Integrators can move outside their own company’s product range to integrate a complete materials handling system using a wide portfolio of products, and be more innovative without being faced with preconceived design ideas. Whichever partner route one goes down, however, projects can still go seriously wrong and one reason is that the data used for the design criteria is not always valid, so system buyers will need to look at the issue carefully. Moreover, if a sorter is a key part of a project buyers should be wary of supplier performance claims. There are three definitions of sorter capacity: 1) Design capacity (of individual components) 2) Ideal tests conditions capacity and 3) Operational capacity, which is influenced by many factors around the sorter’s periphery.
If storing a wide variety of SKUs Pareto’ law will be unavoidable, with some 80% of sales coming from 20% of SKUs but what many logistics managers may not realise is how problematic, slow-moving stock can be. This can mean that slow movers represent a small number of total picks but up to 40% of labour costs because they are placed in distant locations. Such are the implications of slow-moving stocks that Britain’s big food retailers are now having to reconsider their total SKU range.

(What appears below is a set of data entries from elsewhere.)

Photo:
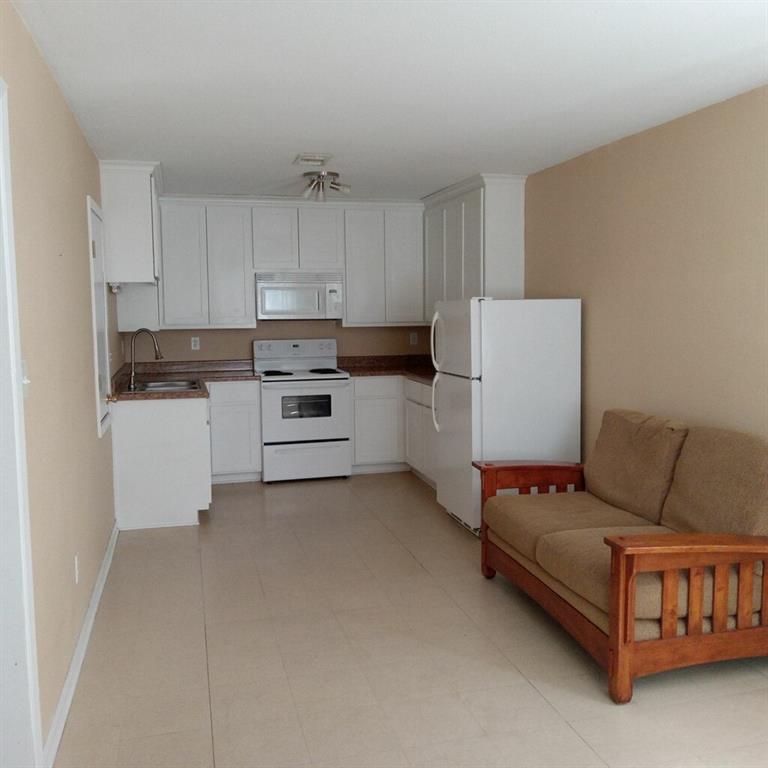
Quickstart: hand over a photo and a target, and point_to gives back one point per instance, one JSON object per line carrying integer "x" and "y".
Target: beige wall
{"x": 665, "y": 237}
{"x": 70, "y": 470}
{"x": 236, "y": 345}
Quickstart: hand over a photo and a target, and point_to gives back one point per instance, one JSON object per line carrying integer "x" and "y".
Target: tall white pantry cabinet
{"x": 474, "y": 240}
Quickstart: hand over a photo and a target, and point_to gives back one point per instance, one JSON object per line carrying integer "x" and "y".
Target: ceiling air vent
{"x": 316, "y": 159}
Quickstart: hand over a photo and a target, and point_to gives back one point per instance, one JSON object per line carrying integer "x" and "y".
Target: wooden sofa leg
{"x": 486, "y": 569}
{"x": 488, "y": 572}
{"x": 620, "y": 678}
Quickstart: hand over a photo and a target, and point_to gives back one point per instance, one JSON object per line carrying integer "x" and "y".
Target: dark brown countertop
{"x": 416, "y": 367}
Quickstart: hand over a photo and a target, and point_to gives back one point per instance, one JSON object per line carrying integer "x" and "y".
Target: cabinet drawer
{"x": 225, "y": 392}
{"x": 379, "y": 386}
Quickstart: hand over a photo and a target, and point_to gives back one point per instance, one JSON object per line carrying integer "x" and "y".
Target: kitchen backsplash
{"x": 236, "y": 344}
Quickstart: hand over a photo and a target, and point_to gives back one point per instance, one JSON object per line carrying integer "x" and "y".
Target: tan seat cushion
{"x": 522, "y": 520}
{"x": 633, "y": 460}
{"x": 645, "y": 629}
{"x": 582, "y": 561}
{"x": 720, "y": 485}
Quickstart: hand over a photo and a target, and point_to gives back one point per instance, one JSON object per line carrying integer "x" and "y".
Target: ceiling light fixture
{"x": 317, "y": 181}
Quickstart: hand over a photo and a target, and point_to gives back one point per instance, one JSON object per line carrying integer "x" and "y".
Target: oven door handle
{"x": 289, "y": 386}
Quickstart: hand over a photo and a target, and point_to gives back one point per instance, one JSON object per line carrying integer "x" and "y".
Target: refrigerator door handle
{"x": 434, "y": 411}
{"x": 432, "y": 332}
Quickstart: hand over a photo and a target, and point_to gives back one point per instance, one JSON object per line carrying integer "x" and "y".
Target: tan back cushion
{"x": 632, "y": 463}
{"x": 720, "y": 485}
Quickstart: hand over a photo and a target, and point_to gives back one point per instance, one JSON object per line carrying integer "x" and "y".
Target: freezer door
{"x": 458, "y": 484}
{"x": 531, "y": 379}
{"x": 456, "y": 338}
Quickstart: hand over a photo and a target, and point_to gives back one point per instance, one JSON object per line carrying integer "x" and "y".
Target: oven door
{"x": 290, "y": 301}
{"x": 306, "y": 411}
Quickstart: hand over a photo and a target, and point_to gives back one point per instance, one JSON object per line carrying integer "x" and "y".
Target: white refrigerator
{"x": 507, "y": 386}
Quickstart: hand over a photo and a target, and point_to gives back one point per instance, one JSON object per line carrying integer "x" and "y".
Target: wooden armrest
{"x": 526, "y": 475}
{"x": 669, "y": 553}
{"x": 688, "y": 543}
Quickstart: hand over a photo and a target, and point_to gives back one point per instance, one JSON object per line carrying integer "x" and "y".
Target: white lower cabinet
{"x": 162, "y": 462}
{"x": 235, "y": 415}
{"x": 420, "y": 434}
{"x": 379, "y": 420}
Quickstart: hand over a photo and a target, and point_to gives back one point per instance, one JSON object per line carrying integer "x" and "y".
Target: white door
{"x": 235, "y": 438}
{"x": 454, "y": 215}
{"x": 321, "y": 238}
{"x": 456, "y": 338}
{"x": 365, "y": 292}
{"x": 379, "y": 433}
{"x": 20, "y": 734}
{"x": 472, "y": 261}
{"x": 403, "y": 238}
{"x": 531, "y": 374}
{"x": 275, "y": 238}
{"x": 185, "y": 266}
{"x": 458, "y": 484}
{"x": 434, "y": 263}
{"x": 231, "y": 285}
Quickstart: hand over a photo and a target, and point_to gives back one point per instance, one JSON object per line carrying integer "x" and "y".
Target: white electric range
{"x": 306, "y": 410}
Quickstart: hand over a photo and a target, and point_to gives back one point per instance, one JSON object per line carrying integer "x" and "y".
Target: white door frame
{"x": 20, "y": 726}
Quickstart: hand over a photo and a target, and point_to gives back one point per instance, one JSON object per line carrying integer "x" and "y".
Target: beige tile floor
{"x": 346, "y": 624}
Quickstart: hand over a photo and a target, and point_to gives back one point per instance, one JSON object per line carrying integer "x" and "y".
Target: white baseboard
{"x": 73, "y": 674}
{"x": 376, "y": 469}
{"x": 239, "y": 477}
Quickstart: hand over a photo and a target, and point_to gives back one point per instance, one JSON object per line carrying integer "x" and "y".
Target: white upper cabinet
{"x": 321, "y": 238}
{"x": 454, "y": 223}
{"x": 385, "y": 266}
{"x": 472, "y": 243}
{"x": 475, "y": 240}
{"x": 434, "y": 259}
{"x": 404, "y": 252}
{"x": 185, "y": 265}
{"x": 365, "y": 284}
{"x": 128, "y": 200}
{"x": 275, "y": 238}
{"x": 231, "y": 286}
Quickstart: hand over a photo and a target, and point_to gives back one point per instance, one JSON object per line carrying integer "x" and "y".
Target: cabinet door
{"x": 434, "y": 242}
{"x": 365, "y": 267}
{"x": 235, "y": 438}
{"x": 403, "y": 238}
{"x": 127, "y": 201}
{"x": 379, "y": 437}
{"x": 185, "y": 266}
{"x": 321, "y": 238}
{"x": 275, "y": 238}
{"x": 414, "y": 435}
{"x": 453, "y": 249}
{"x": 472, "y": 283}
{"x": 231, "y": 285}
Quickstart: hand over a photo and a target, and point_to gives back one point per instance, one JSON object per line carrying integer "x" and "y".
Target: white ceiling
{"x": 408, "y": 96}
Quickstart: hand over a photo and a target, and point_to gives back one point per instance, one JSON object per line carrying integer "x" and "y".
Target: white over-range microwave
{"x": 299, "y": 296}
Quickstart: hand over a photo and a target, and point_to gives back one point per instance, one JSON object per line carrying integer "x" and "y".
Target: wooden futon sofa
{"x": 656, "y": 559}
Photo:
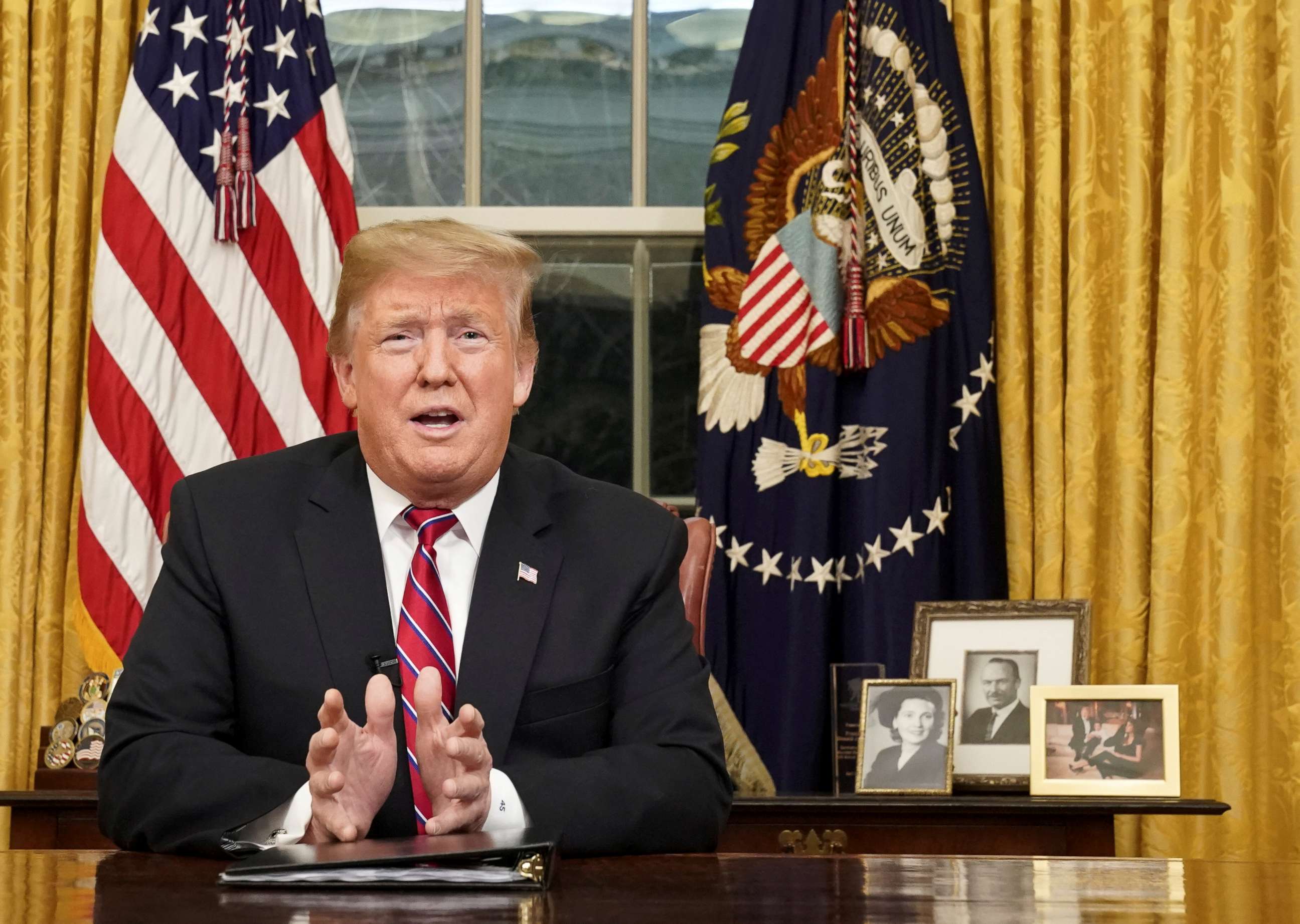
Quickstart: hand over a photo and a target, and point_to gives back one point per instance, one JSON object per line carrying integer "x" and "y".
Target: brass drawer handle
{"x": 796, "y": 842}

A key logistics advantage enjoyed by the small but fast-growing food retailers like Aldi and Lidl is their much smaller product range, typically 1,600 SKUs against 40,000 for the big four retailers, many of which would be slow movers. Before the Danish discount food retailer, Netto, came to Britain it used only one distribution centre (DC) to serve all of its 120 EPOS-connected shops whose daily sales formed the equivalent of demand forecasting for the DC, which then, with the critical support of a fast sortation conveyor, replenished all shops before they opened for business the next morning. This meant that 90% of all the stocks at the DC passed through it every 24 hrs. Netto was ruthless at dumping slow movers to be replaced by hoped-for fast movers. Stock holding costs can dwarf all other warehouse costs combined. Sainsbury could see how critical this logistics advantage was and to an extent may be changing their business model by getting into bed with Netto. So the question is should you be similarly ruthless with your slow movers?
One big point to remember about fast sortation conveyors is that the longer they are in use the shorter their ROI, so why not consider using them to deal with both inbound and outbound processes? This is what BAX-shop.nl did with its Optimissorters, which cut walking and picking times so much that the sorter’s payback is under 18 months.